The slides should be kept in a cabinet arranged in shallow trays. They should be accurately named, and have references to a book into which, from time to time, should be carefully transcribed from the field-book the observations of the collector, or his assistants and correspondents. Such a collection of insect ova is not only valuable but intensely interesting.
The Larva.—By reference to the table of the classification of the Arthropoda, given in Chapter XL., it will be observed that the Insecta are broadly divisible into two groups, the Heterometabola and the Metabola. The animals classified in the first group do not undergo metamorphosis in the development from the egg to the perfect insect to the same extent and in the same manner as the Metabola. In this respect the Peripatidea, the Myriapoda, and the various classes included under the Acerata agree with them. The young myriapod and the young spider are found immediately after they have emerged from the egg to present most of the features of the mature insect, and so also the immature grasshopper and squash-bug resemble the perfect insect in nearly everything but size and the absence of fully developed wings. In preparing a suite of specimens of these insects, designed to illustrate their life-history, the directions which are given for the preparation of the imago apply equally well to the larva. It is simply necessary, for instance, in preparing a series of specimens of the Rocky Mountain Locust, to make sure that a specimen representing the creature after each successive moult has been secured, and these are mounted upon pins, and treated exactly as specimens of the adult insect are treated. Be careful not to pin, however, too soon after the moult.

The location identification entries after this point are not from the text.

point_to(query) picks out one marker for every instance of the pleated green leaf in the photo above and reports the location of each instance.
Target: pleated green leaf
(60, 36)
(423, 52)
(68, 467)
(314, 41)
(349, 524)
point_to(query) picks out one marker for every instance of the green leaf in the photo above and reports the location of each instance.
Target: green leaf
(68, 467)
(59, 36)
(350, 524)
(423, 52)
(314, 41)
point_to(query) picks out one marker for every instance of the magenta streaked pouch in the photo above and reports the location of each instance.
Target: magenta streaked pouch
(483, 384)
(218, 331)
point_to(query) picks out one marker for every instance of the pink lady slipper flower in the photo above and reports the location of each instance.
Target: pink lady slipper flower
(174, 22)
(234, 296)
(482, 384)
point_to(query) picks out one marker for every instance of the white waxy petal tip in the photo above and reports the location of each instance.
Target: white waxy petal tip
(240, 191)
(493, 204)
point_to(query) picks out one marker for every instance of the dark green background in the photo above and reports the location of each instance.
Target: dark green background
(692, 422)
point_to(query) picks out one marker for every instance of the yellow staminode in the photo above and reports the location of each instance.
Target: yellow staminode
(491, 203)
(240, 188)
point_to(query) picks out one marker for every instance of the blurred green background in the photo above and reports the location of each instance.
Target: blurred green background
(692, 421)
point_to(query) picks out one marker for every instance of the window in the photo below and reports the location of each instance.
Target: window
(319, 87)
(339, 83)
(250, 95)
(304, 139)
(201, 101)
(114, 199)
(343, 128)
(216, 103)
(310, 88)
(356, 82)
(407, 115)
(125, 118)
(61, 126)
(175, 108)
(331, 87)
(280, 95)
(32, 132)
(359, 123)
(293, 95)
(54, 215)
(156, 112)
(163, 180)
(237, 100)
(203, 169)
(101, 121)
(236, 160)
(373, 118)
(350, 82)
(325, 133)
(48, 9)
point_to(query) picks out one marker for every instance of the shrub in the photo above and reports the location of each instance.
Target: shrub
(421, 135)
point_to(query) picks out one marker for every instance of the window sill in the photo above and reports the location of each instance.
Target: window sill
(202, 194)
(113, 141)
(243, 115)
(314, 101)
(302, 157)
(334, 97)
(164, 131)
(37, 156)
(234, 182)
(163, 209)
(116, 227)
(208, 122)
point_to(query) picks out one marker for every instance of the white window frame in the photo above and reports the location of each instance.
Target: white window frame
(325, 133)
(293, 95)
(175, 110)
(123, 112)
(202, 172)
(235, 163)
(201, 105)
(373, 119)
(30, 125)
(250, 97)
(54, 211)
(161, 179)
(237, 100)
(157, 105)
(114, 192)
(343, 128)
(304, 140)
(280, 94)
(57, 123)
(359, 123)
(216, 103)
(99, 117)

In the case of many of the Coleoptera, and of all the Metabola the work of the collector is rendered far more laborious, for these pass from the egg into vermiform larvæ, which undergo in some cases many moults, are then transformed into pupæ, which are either naked or contained in a protecting envelope known as the cocoon, and then finally, after a longer or shorter period in the pupal state, are transformed into the perfect insect.
The student and collector, if intending to benefit science by their efforts, dare not neglect these rudimentary forms.
The larvæ of most insects which undergo a complete metamorphosis are very small when first emerging from the egg, and before they make the first moult are, for the most part, best preserved as microscopic objects in cells filled with glycerine. In the case of the larvæ of the great bombycid moths, which at the time of hatching are dark in color, it is possible to make a fairly good specimen by piercing the anal extremity of the caterpillar, and spitting it upon the extremity of a thick, black bristle, or a fine copper wire wrapped with black silk. Specimens so mounted will not shrivel greatly, and may be attached to pins and placed in the cabinet after the slide containing the egg, as the first in the series of slowly maturing forms. After each successive moult the larvæ increase rapidly in size. The method of preparing the larger forms which is now preferred by good collectors is that of inflation.